The boundary, if you will, is the PWA does not get access to platform specific APIs like a native app would. But honestly, today the differences between native apps and PWAs are so minimal there is not a lot that could be gained by providing access to the platform specific APIs anyway.
So you are left with a PWA installed using Chrome on Android is a full blow native app, just without the Play Store or some private app store involved!
Non-Chrome Browsers Add to Homescreen
Unfortunately, even though Google has made the WebAPK plumbing available for other browsers to use, they haven't.
And it is frustrating.
Instead of a nice event driven installation process the user must fumble around to add the PWA to their device homescreen, just like iOS.

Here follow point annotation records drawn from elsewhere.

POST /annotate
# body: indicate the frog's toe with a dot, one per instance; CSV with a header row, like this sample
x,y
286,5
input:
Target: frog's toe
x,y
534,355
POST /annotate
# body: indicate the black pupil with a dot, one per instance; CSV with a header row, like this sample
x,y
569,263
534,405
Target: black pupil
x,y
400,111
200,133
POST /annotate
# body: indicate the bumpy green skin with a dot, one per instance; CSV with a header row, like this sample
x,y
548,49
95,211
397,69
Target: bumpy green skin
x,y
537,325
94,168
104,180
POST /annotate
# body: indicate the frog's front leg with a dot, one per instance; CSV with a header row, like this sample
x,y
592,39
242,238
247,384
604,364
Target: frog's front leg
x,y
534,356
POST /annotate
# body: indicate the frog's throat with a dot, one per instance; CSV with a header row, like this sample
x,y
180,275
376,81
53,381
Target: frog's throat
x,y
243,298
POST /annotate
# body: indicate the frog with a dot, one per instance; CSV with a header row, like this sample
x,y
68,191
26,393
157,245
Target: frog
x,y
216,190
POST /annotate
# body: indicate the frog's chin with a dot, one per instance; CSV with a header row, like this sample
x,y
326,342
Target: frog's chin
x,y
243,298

Some browsers, like FireFox, Opera and Samsung Internet will display an icon in their address bar to indicate the site can be added to the home screen as a PWA, but no one outside of the hard core PWA fanboys like me know this is a thing.

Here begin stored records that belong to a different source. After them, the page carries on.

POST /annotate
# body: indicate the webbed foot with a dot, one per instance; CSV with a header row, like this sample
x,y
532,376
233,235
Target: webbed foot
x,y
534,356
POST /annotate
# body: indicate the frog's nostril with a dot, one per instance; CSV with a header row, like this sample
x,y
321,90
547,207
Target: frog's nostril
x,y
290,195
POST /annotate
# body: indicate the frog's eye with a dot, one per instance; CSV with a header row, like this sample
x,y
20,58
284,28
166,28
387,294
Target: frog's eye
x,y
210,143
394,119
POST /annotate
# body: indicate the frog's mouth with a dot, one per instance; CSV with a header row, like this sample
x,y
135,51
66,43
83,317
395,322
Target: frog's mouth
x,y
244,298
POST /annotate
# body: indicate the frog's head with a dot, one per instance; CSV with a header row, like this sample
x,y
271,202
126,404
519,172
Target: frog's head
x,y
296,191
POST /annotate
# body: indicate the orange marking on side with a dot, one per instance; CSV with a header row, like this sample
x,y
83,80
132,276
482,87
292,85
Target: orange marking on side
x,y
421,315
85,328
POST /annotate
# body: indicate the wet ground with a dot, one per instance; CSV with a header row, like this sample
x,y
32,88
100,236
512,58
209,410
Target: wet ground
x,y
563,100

Sure a few people will hit the icon to see what happens, but for the most part consumers are not so fearless and would not want to risk triggering something that will 'break' their phone if you will.

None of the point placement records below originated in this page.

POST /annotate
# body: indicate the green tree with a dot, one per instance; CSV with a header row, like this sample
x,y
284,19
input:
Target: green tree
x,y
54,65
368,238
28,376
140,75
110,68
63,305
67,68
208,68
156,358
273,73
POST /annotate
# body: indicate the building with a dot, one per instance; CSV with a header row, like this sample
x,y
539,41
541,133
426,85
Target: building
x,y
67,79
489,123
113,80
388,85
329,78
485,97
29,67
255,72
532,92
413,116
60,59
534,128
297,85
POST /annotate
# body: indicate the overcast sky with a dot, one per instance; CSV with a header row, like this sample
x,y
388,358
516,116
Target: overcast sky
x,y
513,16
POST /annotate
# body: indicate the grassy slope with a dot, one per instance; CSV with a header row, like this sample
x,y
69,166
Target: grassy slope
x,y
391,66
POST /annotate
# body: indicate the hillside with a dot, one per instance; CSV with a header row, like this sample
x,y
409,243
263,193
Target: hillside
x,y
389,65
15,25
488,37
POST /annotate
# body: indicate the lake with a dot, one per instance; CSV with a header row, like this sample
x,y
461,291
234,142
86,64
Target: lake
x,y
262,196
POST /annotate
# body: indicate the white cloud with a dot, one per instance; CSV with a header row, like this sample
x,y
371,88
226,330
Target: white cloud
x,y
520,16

This leaves it up to use to 'guide' the user to the settings menu or the icon to let them know how to add to the home screen and that it is 'safe' for them to do.
After the PWA is installed it will launch according to the web manifest values, but they are not WebAPKs. This means no settings control or app shelf presence. Just an icon on the homescreen, usually with the browser's icon overlaid in a corner of the application's home screen icon.
Again, this is something the Add to Home screen library helps to abstract away so you can prompt the user with graphics and instructions for a specific browser.
Add Progressive Web App to Desktop
To confuse you even a little more let's talk about adding a progressive web app to your PC or Mac desktop. Notice, not add to homescreen, since well we don't call it a home screen on our laptops.
Chrome and the Chromium based Edge will add the PWA"s icon to the desktop in response to the 'beforeinstallprompt' sequence. You will even see the application listed in the Windows start menu application list.
The PWA is also present in Windows application uninstall list, which means you can 'remove' it from the computer.
You can also pin a PWA to the taskbar, just like any other app.
What we don't have are Windows Live Tile support or the old pinned sites features we had when a web site was pinned to the task bar using the now deprecated Internet Explorer.
Installed progressive web apps will launch according the web manifest display property, which for me means standalone mode. So, they launch just like a regular application.
Other than Chrome and new Edge the other browsers have a similar store as they do on Android. You have to provide some sort of way point based map to guide them to the settings menus to install the PWA.
The Add to Home screen or Install step is an important part of the Progressive Web Application engagement life-cycle. You just have to understand how the experience is fragmented and provide an appropriate experience to guide the user to install your application.
You may need to exercise some control over this experience so the user is not constantly prompted, but prompted when appropriate. This is why using an Add to Home screen tool like our library can give you control over the prompt timing and messaging to guide the user through the process.
Because you are trying to connect with your customer you need to make sure they are comfortable with the install process. They not only need to know how to do it, but also know it is safe.
My hope is someday soon all browsers will not only support the 'beforeinstallprompt' event, but will also support some form of the WebAPK. This will give us a fair shot at progressive web applications have that final piece of parity we need to leverage native app capabilities. For now, we are close enough, just fragmented.